I suppose I’m not an especially sentimental person—or maybe I am, but not in the typical way.
I’m selling my wedding dress on poshmark. It’s not a big poofy cake of a dress. It’s a stretchy little tube with a mermaid hemline that was perfect for me to get Maui’ed in. Our wedding was so oddly spur-of-the-moment. We had been engaged for more than two years by the time we planned our trip to Hawaii, so when, a month before we were scheduled to leave, it occurred to us that we could just call it an elopement trip and kill two birds with one stone, we thought we were brilliant.
Our families didn’t think we were quite so brilliant; we invited them along, but they couldn’t exactly drop everything and hop a plane to Maui with a month’s notice. My oldest brother, Seth, still hasn’t quite forgiven me, and it’s been nine years.
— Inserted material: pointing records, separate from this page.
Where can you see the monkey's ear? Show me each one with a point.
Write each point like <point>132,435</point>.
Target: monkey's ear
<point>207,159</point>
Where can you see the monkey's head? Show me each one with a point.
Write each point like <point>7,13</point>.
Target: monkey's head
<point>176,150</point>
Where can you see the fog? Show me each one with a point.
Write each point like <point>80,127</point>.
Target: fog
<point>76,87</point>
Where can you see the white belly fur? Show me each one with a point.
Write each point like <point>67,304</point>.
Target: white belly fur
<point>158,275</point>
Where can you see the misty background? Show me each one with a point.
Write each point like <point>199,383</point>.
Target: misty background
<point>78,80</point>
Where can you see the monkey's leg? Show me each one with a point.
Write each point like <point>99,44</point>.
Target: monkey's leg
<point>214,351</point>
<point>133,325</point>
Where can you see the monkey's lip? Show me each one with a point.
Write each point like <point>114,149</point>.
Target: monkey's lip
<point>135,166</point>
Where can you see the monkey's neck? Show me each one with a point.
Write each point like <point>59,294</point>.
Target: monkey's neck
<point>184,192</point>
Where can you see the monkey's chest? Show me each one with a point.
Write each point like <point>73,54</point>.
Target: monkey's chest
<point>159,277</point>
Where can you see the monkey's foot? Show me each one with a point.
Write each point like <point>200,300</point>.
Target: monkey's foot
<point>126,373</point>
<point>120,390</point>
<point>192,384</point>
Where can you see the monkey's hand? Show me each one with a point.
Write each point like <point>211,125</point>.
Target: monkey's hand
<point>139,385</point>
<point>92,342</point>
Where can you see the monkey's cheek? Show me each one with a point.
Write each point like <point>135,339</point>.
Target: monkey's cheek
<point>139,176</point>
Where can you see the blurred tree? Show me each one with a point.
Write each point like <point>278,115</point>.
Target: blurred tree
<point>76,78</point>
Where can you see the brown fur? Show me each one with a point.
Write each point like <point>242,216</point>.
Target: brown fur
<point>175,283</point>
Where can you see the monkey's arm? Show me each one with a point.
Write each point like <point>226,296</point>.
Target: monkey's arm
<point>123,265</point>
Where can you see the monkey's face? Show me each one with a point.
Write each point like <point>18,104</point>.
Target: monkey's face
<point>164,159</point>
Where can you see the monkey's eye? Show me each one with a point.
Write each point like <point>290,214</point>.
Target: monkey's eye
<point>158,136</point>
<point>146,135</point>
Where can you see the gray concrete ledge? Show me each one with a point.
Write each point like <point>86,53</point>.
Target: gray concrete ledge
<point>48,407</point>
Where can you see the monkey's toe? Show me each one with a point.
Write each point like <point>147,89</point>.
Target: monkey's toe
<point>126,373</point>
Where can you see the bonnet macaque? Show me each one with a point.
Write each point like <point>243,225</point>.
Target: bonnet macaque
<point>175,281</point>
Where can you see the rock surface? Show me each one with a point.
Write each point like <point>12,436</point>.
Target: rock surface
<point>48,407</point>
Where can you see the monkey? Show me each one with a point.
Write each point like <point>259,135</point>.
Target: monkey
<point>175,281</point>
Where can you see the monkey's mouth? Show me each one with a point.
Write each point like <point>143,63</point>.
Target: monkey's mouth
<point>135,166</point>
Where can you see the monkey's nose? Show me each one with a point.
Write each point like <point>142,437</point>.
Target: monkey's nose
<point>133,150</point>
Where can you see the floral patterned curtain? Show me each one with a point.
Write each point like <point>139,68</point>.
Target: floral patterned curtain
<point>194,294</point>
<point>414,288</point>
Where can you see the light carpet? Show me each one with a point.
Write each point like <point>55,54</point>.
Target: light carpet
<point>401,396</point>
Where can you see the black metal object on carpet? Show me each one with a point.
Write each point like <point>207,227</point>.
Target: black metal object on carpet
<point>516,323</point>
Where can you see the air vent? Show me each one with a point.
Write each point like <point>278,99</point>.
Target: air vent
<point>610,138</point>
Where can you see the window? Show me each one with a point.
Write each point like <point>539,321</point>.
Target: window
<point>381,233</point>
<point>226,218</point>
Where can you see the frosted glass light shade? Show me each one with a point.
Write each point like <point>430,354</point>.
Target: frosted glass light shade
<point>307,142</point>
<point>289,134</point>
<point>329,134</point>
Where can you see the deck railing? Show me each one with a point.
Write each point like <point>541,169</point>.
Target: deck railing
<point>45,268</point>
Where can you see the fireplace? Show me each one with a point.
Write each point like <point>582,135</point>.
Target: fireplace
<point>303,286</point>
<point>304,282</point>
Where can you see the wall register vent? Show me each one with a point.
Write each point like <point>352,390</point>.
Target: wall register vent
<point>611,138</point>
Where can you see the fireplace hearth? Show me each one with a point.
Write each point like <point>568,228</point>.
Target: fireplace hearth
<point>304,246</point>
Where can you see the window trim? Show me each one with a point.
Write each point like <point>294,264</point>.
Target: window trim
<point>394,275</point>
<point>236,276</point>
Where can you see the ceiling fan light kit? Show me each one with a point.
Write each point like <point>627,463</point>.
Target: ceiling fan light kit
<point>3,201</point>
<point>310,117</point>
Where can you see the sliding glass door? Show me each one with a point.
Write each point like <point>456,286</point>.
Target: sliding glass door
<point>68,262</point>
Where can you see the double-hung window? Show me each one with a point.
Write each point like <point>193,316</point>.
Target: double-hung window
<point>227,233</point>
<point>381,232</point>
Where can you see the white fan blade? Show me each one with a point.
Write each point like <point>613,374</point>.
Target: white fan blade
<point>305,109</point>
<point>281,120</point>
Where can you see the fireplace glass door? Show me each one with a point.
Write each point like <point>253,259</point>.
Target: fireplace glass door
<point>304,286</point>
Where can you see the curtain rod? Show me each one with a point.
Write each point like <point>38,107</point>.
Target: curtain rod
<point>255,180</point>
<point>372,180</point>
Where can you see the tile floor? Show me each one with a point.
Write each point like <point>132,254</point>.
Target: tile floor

Our pictures were beautiful. Our photographer, Amity Mason, made the day look magical. Well, it pretty much was magical, but she certainly captured the feel of it. I’m using a couple of her photos in the listing on poshmark to sell the dress.
But why sell it? Well, I say, why not sell it? It’s been in a plastic bag in my nightstand since October of 2008. I’m certainly not going to wear it again. I don’t plan to have a daughter to pass it down to. Why not sell it and let someone else enjoy it? I have the memories. I have the pictures. And I have the shoes.
I’m keeping the shoes, after all. They sit on one of our bookcases of memories in the living room, near the shelf that holds my grandmother’s wedding shoes.
I’m reasonably sentimental, after all. Just not about clothes. (My younger brother Garth will tell you about my policy of getting rid of an item of clothing after I’ve been photographed in it, but that may be another post altogether.)